Na ação, Pimentel afirma que não autorizou o uso de sua participação em uma entrevista concedida ao Flow Podcast, em outubro de 2025, para fins de propaganda eleitoral.
Segundo a representação, um trecho da entrevista foi retirado do contexto original e incorporado a uma peça da campanha de Jerônimo. O material, conforme relatado no processo, teria sido exibido em televisão aberta.
Pimentel sustenta que a divulgação de uma entrevista pública não representa autorização automática para sua utilização em propaganda eleitoral. Para ele, a montagem da peça teria transformado uma declaração feita em outro contexto em elemento de persuasão política, podendo transmitir ao eleitor a impressão de apoio ou validação à candidatura de Jerônimo.
A representação também destaca que o pedido não busca indenização por danos morais ou materiais. O objetivo é exclusivamente eleitoral: interromper a veiculação da propaganda, impedir novas exibições e preservar os registros das transmissões.
No pedido de tutela de urgência, a defesa solicita que a Justiça Eleitoral determine a suspensão imediata da utilização da imagem, voz, nome e declarações de Pimentel. A solicitação inclui versões para televisão, rádio, internet, spots, chamadas, cortes e outras peças consideradas substancialmente equivalentes.

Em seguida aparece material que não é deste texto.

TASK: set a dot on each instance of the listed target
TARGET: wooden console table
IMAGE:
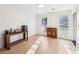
(7, 43)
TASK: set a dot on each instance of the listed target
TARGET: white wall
(13, 16)
(53, 21)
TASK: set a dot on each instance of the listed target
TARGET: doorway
(44, 26)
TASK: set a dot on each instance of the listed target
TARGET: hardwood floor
(47, 46)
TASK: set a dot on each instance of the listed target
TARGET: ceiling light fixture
(41, 6)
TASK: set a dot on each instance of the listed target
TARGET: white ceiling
(34, 7)
(46, 9)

A defesa argumenta que existe risco de dano pela continuidade da veiculação durante o período eleitoral, já que cada nova exibição ampliaria a associação entre Pimentel e a mensagem da campanha petista.
Outro pedido é para que a campanha de Jerônimo apresente o plano de mídia, os formulários de entrega e a relação das emissoras que receberam o material, além das datas, horários, duração e quantidade de inserções. As emissoras também deverão, caso determinado pela Justiça, preservar os arquivos e registros técnicos das transmissões.
A ação cita ainda dispositivos da Constituição Federal, do Código Civil e da Resolução TSE nº 23.610/2019 relacionados à proteção da imagem e à utilização de conteúdo em propaganda eleitoral. A defesa menciona precedente do Superior Tribunal de Justiça sobre uso não autorizado de imagem em material de propaganda político-eleitoral.
Pimentel pede que, ao final do processo, seja proibida a reapresentação da propaganda enquanto não houver autorização para utilização de sua imagem, voz ou declarações. A representação também requer a intimação do Ministério Público Eleitoral e a aplicação de multa em caso de descumprimento de eventual ordem judicial.